Not sure how serious you are with the radioactive waste thing but I'll do the HN thing and bite (nerdsnipe!), because that's not going to work. You can't launch things into the sun, you need to decelerate objects. The earth travels at 30 km / s (70K MPH) around the sun, so you need to decelerate about that much the other way. And orbiting radioactive waste is just asking for trouble.
The total amount of radioactive waste on the earth is about the size of a swimming pool (or was that the total amount of gold? I forgot, either way in terms of quantity it's not that much), burying it deep and forgetting about it for the next 100.000 years is the way to go I think.
> The total amount of radioactive waste on the earth is about the size of a swimming pool (or was that the total amount of gold? I forgot, either way in terms of quantity it's not that much)
This seems wrong in both places. There are probably enough gold rings manufactured per year to fill a swimming pool. In pictures: Fort Knox itself seems to have at least a swimming pool of gold [1] and Thailand a swimming pool of waste.[2]
In the 1930s they put about 13,000 tonnes of gold in Fort Knox. (It now has about 4,500 tonnes). Density of gold is about 20g/cm^3, or 20 tonnes per cubic metre. So Fort Knox held up to 650m^3 of gold.
A normal swimming pool is about 25m x 12.5m x 2m which is 625m^3.
> Reported volume: This is the volume actually taken up by wastes that exist at the Inventory stock date. It is the volume taken up by wastes inside the tanks, vaults, silos and drums in which they are contained.
> burying it deep and forgetting about it for the next 100.000 years is the way to go I think.
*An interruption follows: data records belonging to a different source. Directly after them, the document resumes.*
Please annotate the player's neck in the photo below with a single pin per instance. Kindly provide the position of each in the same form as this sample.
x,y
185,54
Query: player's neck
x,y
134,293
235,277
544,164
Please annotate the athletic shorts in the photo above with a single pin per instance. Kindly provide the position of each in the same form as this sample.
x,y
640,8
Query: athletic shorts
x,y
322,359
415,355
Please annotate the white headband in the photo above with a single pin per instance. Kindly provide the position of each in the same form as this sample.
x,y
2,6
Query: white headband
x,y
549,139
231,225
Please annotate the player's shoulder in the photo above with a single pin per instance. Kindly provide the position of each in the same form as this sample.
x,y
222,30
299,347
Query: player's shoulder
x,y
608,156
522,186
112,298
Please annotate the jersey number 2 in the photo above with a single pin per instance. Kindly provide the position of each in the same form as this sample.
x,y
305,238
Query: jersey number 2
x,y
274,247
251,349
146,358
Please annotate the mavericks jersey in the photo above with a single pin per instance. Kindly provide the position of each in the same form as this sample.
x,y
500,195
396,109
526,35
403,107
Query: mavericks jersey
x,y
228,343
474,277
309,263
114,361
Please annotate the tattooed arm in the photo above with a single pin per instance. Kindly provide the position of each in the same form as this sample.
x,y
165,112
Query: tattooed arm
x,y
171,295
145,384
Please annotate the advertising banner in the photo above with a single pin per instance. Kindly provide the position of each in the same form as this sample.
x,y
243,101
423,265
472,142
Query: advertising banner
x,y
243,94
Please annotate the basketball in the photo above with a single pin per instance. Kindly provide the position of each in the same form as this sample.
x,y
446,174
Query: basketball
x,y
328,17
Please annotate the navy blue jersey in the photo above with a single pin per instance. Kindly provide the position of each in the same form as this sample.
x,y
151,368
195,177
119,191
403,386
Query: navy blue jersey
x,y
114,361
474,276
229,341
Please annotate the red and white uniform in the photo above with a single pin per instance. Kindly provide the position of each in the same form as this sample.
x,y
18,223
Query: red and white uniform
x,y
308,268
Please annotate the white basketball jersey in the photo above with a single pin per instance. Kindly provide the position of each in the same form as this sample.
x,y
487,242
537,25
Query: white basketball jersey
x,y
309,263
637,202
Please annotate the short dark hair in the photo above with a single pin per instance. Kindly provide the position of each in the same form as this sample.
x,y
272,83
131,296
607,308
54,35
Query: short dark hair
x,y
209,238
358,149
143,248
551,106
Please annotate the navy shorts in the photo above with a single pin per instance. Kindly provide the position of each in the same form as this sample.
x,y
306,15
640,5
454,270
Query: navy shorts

Is there a problem with burying it in a subducting plate boundary, so it is eventually pulled back into the earth's mantle? There's already fission going on down there.
Low-earth orbits decay because of friction between the spacecraft and the Earth's upper atmosphere. What do you imagine would guarantee the decay of a solar orbit before a perturbation (by, e.g., the gravity of the Earth's moon or a comet) sends the orbiting object into a collision course with Earth?
Water. Fuel. Clothes.
Maybe this is what can kick start the 3D printing in space revolution.
Maybe it can also launch radioactive waste into space? One bucket at a time. Then a space towtruck can be launched to hurl it into the sun.
But it’ll likely just part a naive investor from their money.